Chinese video game live-streaming platform Huya (HUYA -3.90%) said it had received a letter from Tencent (TCEHY -1.31%) offering to mentor a merger between Huya and DouYu (DOYU -0.99%), Huya's biggest rival in the esports streaming space.
Tencent is a majority owner of Huya, having acquired a 50.1% stake in the gaming platform earlier this year. Its interactive entertainment chief was made the chairman of Huya's board. It also has a significant stake in DouYu.
It's game-on in China
Huya cautions it only just received the letter, so investors thinking of trading its stock on the news should understand there's no guarantee a deal will be consummated. But Tencent has been pushing to get the two companies to merge.

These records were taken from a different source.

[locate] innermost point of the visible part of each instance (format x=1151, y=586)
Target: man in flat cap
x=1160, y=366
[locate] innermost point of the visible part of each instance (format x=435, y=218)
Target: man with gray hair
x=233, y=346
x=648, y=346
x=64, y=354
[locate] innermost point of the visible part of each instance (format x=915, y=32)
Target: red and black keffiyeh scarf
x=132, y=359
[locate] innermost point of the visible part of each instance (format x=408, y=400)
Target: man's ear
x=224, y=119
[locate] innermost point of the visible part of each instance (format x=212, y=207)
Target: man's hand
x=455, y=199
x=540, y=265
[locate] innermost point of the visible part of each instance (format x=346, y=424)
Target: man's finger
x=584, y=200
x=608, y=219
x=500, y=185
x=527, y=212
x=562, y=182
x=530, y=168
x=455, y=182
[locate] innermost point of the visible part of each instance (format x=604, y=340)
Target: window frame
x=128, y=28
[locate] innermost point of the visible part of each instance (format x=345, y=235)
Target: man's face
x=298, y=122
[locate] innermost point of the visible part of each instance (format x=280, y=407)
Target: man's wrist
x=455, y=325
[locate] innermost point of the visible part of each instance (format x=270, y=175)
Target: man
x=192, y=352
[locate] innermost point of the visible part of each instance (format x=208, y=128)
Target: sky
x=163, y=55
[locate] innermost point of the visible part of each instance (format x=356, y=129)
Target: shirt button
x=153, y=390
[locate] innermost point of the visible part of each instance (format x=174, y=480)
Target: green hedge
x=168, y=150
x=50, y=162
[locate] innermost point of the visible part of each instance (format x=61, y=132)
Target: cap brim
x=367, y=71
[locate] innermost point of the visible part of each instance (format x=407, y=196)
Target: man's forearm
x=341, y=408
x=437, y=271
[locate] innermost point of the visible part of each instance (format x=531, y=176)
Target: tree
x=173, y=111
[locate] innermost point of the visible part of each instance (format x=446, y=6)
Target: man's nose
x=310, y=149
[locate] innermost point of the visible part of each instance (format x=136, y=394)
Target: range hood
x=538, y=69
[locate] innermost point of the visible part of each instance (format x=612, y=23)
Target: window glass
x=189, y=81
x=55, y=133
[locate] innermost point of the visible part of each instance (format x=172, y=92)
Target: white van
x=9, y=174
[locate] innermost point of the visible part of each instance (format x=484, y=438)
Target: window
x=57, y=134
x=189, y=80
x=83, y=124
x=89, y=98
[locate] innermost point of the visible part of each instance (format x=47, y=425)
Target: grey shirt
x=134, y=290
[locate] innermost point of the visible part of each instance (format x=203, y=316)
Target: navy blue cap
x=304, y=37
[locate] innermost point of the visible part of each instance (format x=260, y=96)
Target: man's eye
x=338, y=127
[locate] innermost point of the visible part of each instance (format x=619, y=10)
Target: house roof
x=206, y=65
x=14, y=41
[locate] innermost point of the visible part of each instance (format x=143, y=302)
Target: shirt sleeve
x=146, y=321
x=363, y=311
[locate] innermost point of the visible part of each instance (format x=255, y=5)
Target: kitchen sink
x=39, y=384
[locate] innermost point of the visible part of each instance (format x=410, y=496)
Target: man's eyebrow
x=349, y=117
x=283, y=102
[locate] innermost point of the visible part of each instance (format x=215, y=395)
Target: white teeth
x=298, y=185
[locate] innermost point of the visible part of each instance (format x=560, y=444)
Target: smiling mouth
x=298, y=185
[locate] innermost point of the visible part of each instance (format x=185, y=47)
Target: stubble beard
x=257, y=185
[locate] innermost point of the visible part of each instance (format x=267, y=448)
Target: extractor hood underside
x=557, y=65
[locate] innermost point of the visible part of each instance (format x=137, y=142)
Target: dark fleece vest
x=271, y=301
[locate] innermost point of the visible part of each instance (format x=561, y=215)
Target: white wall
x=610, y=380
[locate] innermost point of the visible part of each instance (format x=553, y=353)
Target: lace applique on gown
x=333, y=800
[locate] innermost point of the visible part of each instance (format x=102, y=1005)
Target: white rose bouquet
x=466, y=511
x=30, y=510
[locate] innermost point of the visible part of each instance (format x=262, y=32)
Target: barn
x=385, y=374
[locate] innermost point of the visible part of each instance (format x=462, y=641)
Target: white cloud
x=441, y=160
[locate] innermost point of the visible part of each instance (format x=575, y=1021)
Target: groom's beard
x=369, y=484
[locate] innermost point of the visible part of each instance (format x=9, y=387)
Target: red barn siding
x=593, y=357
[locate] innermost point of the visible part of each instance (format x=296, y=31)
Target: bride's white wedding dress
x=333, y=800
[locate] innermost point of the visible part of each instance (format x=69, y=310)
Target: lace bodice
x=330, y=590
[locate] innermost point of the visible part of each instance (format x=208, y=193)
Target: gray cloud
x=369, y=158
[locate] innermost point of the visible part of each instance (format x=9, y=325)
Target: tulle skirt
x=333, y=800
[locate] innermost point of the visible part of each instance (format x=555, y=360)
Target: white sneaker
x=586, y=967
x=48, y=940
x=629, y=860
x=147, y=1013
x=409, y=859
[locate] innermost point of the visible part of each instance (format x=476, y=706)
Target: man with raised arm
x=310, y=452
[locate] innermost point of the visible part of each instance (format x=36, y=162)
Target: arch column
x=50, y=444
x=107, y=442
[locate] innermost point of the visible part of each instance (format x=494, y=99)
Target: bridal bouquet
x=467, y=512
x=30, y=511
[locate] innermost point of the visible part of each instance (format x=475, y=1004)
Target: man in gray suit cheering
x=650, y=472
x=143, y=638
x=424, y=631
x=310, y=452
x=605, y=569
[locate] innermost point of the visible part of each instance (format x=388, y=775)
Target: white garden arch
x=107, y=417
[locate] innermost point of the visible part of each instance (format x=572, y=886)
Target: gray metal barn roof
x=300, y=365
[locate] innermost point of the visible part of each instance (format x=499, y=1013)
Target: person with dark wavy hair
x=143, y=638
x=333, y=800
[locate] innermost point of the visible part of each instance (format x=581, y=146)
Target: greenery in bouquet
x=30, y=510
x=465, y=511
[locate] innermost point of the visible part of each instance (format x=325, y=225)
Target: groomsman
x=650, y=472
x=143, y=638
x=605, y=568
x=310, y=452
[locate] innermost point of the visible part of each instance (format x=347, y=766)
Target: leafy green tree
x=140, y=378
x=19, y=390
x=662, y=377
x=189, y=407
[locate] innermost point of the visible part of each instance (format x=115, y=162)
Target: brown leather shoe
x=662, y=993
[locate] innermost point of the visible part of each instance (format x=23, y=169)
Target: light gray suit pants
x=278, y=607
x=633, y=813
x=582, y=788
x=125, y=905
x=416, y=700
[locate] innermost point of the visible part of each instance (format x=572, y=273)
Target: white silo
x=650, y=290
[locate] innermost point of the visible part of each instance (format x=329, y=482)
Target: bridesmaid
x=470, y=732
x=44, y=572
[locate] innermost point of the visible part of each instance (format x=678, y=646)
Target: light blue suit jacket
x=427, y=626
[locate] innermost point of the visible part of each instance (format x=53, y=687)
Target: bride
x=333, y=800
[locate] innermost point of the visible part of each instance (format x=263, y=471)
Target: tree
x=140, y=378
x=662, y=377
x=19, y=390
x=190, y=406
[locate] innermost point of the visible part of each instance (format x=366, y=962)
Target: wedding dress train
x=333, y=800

Huya is the most popular online gaming site in China while DouYu is No. 2, and together they control over 80% of the Chinese market. Merging the two would also make it easier for Tencent to integrate its own eGame streaming site, which is currently ranked fourth, while also fending off ByteDance, the owner of Tiktok, which is also developing a gaming platform.
According to Huya, Tencent offered to support the stock-for-stock merger as an investor in each company, as well as participating in the deal "in such manner and on such terms and conditions as to be further discussed and mutually agreed upon."
Separately, JOYY (YY 3.59%), from which Huya was spun off two years ago, announced it sold 30 million Class B shares of Huya to Tencent for $810 million. Huya said Tencent would also buy 1 million shares of Huya's Class B stock from Huya CEO Rongjie Dong.
DouYu also announced it had received the same letter from Tencent and will consider the offer. It's unknown whether such a merger would run afoul of China's anti-monopoly law, which prohibits mergers that restrict competition.